In this part, I wish to examine more closely one aspect of the progressive complaint. Once again, the anti-meritocratic spokesman is Daniel Markovits of Yale Law School, who has summarized his case in an interview with the keen teens of the web site Vox. As noted in the previous installment, Professor Markovits believes that parents who “spend enormous sums of money . . . on educating their children, on getting their children into prestigious kindergartens and high schools, on coaches and tutors and music teachers”, with the result that their kids “do better on the merits”, are morally indistinguishable from participants in the Varsity Blues scandal, where actors and hedge fund managers circumvented merit through outright bribery.
Professor Markovits doesn’t deny that the beneficiaries of a top-flight education possess the qualities that top-tier colleges are looking for. Why, then, is admitting them over applicants with fewer of those qualities unfair? Usually, we think that unfairness means evaluating people on the basis of irrelevant criteria. It is unfair for a teacher to give A’s to student brown nosers who don’t understand the material. It is unfair for an executive to promote his incompetent nephew. It is unfair for a movie producer to give leading roles to women who sleep with him.
Meritocracy, in the sense that progressives denounce, is the practice of refusing to take irrelevant factors into account. (That leaves much room to argue about what is, in fact, irrelevant and who should answer that question, but those are matters for another time.) From a utilitarian point of view, it’s hard to argue with giving preference to merit. As we saw in Part II, however, critics like Professor Markovits reject the utilitarian argument. They believe that society would be better off without the inordinate level of competition that meritocracy engenders. If one accepts that premise, one is left simply with the moral question: If it is not useful to prefer merit, is it nonetheless the morally superior option?
The instinctive response is that rewarding merit is right, indeed a tautology. The progressive counterargument can be found in Professor Markovits’s equation of education with bribery. The student whose superlative preparation for college has been arranged and paid for by his parents has, from the progressive point of view, done no more than the one whose father paid off the college admissions department. The “merit” belongs in each case not to the student but to his forebears, and their “merit” isn’t relevant to determining whether their children should be admitted to college.
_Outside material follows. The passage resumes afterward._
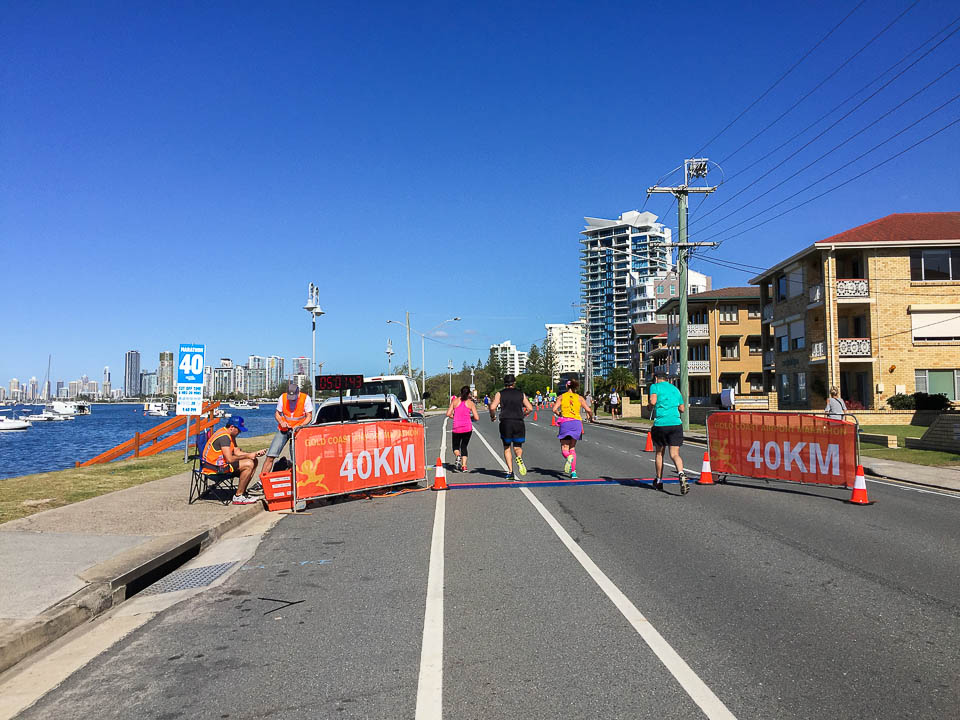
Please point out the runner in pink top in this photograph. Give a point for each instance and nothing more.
(463, 411)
That argument crucially assumes that the qualities instilled by the first student’s preparation don’t truly belong to him. It isn’t surprising that progressives would make that assumption. It underlies the common progressive idea that criminals aren’t responsible for their actions, because social conditions beyond their control formed their characters.
Ultimately, that line of argument denies that human beings exist as moral actors. We are the puppets of heredity and environment, who ridiculously believe that we (and others) are responsible for our own actions. The upshot is what C. S. Lewis described as “the abolition of man”.
Whether human do or do not have moral autonomy is not a question that is amenable to rational dispute, because it is an axiom rather than an inference. If we are puppets whose moral ideas are pulled by strings, our philosophical ideas are pulled in the same way. Presenting a finely crafted argument that those ideas are wrong is as futile as debating with an automobile that won’t start. Debate and persuasion are possible only among those who believe that other people are not puppets.
In arguments about “meritocracy”, as well as in many other spheres, the crucial cleavage today is between those who would and those who would not abolish man. We might want to think for a moment about what an abolitionist victory would mean. If reason is an illusion, the monsters that arise while it sleeps will be real – and vicious.